Israel, Islamic Jihad begin 'fragile' Gaza truce as at least 44 Palestinians killed
Israel and Islamic Jihad militants on Sunday began a precarious Egyptian-brokered truce hoped to end three days of intense bombing in the besieged Gaza Strip that has left at least 44 Palestinians dead, including 15 children.
The truce, which officially started at 11:30 pm (2030 GMT), aims to stem the worst bombings in Gaza since an 11-day Israeli aerial assault last year devastated the Palestinian coastal territory.

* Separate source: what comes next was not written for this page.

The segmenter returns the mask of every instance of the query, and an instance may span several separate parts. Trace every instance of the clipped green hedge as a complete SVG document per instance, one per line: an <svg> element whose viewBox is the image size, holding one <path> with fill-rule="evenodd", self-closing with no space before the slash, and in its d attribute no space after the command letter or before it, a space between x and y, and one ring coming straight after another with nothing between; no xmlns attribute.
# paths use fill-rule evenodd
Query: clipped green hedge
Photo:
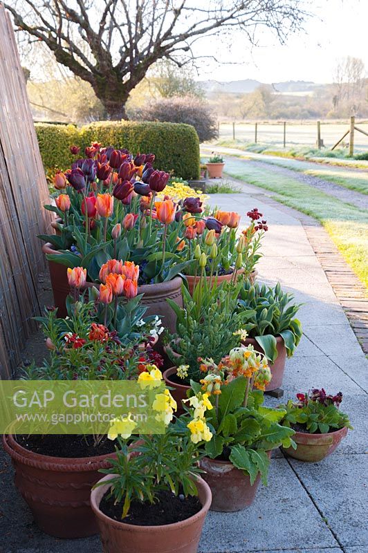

But a flurry of strikes and rocket attacks took place in the run-up to the truce, with sirens sounding in southern Israel moments before and after the deadline.
In a statement sent three minutes after the ceasefire began, Israel's army said that "in response to rockets fired toward Israeli territory, the (military) is currently striking a wide range of targets" belonging to Islamic Jihad in Gaza.
In a subsequent statement, the army said its "last" strikes took place at 11:25 pm.
While both sides had agreed to the truce, each had warned the other that it would respond with force to any violence.
"The situation is still very fragile, and I urge all parties to observe the ceasefire," UN Middle East peace envoy Tor Wennesland said in a statement.
Since Friday, Israel has carried out heavy aerial and artillery bombardment of Islamic Jihad positions in Gaza, with the militants firing hundreds of rockets in retaliation.
Buildings in Gaza have been reduced to rubble, while Israelis have been forced to shelter from a barrage of rockets.
Israeli Prime Minister Yair Lapid's office late Sunday thanked "Egypt for its efforts" as it agreed to the truce, but said it that "if the ceasefire is violated", Israel "maintains the right to respond strongly".
Islamic Jihad member Mohammad al-Hindi had already confirmed the militants had accepted the truce, but the group added in a statement that it too "reserves the right to respond" to any aggression.
In addition to the 44 people killed including 15 children, the Gaza health ministry said 360 people had been wounded in the Palestinian enclave, which is run by the Islamist group Hamas.
Islamic Jihad's Hindi said the ceasefire deal "contains Egypt's commitment to work towards the release of two prisoners".
The pair were named as Bassam al-Saadi, a senior figure in the group's political wing who was recently arrested in the occupied West Bank, and Khalil Awawdeh, a militant also in Israeli detention.